CATCH THE BUZZ – The development of new sugar standards could reduce sugars, and add honey.

Keith Loria

The Union of Concerned Scientists has petitioned the FDA to create “disqualifying levels” of added sugars that would prevent retailers and manufacturers from labeling or advertising high-sugar food products as “healthy,” according to the National Law Review.

The FDA has not changed the requirements of what constitutes a “healthy” food product since 1994, and the agency recently asked for comments to help it decide if the term should be redefined. 

The petition will most likely be a topic for conversation at the FDA’s scheduled March 9 public meeting.

The Union of Concerned Scientists collaborates with more than 17,000 scientists and technical experts across the country. With more than 180,000 connections on Facebook and 41,000 followers on Twitter, its opinion can be very persuasive.

The FDA is looking to groups like this during its public comment period to solicit feedback on guidance for the updated definition of “healthy,” just as it did in redefining “natural” last year.

The development of new sugar standards would be a timely update by the FDA. Consumer distrust of sugar is at an all-time high, and local taxes on sugary drinks were met with strong consumer support in several states last year.

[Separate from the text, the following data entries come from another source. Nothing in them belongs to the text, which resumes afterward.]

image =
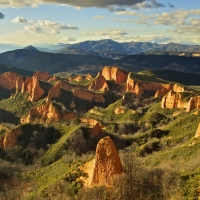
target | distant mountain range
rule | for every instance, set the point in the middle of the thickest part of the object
(32, 59)
(111, 49)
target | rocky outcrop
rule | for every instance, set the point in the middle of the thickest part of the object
(91, 122)
(96, 129)
(53, 78)
(140, 87)
(88, 95)
(161, 93)
(10, 138)
(107, 162)
(54, 92)
(193, 103)
(11, 80)
(19, 83)
(173, 100)
(115, 73)
(197, 132)
(42, 76)
(32, 86)
(119, 110)
(98, 84)
(178, 88)
(48, 113)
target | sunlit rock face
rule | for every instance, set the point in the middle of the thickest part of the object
(115, 73)
(32, 86)
(47, 113)
(99, 83)
(10, 138)
(173, 100)
(107, 162)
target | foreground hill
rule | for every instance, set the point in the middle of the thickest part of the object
(72, 136)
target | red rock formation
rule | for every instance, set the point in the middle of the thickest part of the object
(54, 92)
(107, 163)
(88, 95)
(96, 129)
(98, 84)
(42, 76)
(19, 83)
(197, 132)
(115, 73)
(139, 87)
(119, 111)
(54, 78)
(193, 103)
(46, 113)
(9, 80)
(173, 100)
(31, 85)
(161, 93)
(91, 122)
(178, 88)
(10, 138)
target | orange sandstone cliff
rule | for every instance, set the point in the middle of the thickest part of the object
(107, 162)
(46, 113)
(115, 73)
(88, 95)
(193, 103)
(197, 132)
(99, 83)
(140, 87)
(32, 86)
(173, 100)
(10, 138)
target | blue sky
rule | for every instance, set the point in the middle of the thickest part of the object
(71, 21)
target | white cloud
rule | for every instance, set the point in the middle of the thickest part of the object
(67, 39)
(19, 20)
(55, 25)
(2, 15)
(75, 3)
(148, 4)
(85, 34)
(33, 29)
(55, 32)
(97, 17)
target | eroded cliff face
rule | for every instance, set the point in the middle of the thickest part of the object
(54, 92)
(10, 138)
(98, 84)
(140, 87)
(115, 73)
(91, 122)
(47, 113)
(193, 103)
(96, 129)
(173, 100)
(11, 80)
(88, 95)
(42, 76)
(178, 88)
(107, 163)
(197, 132)
(32, 86)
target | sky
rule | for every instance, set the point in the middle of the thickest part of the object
(39, 22)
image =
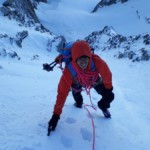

The risk of losing a “healthy” label, an identifier that a majority of consumers seek on the products they buy, puts further pressure on manufacturers to reformulate their products. This could be achieved by swapping sugar for plant-based and natural sweeteners, such as stevia extract, agave nectar and honey. Consumer concern over health is no longer just tied to calorie counts — people want their products to be as natural as possible, and sugar has become a major no-no ingredient as a result. 

Some companies have responded to this consumer trend by innovating sugar itself, rather than replacing it with an alternative. Nestle, for example, has developed a way to reconstruct the sugar molecule so that its hollow on the inside. This could allow the confection giant to cut sugar content in its products by up to 40% without sacrificing sweetness.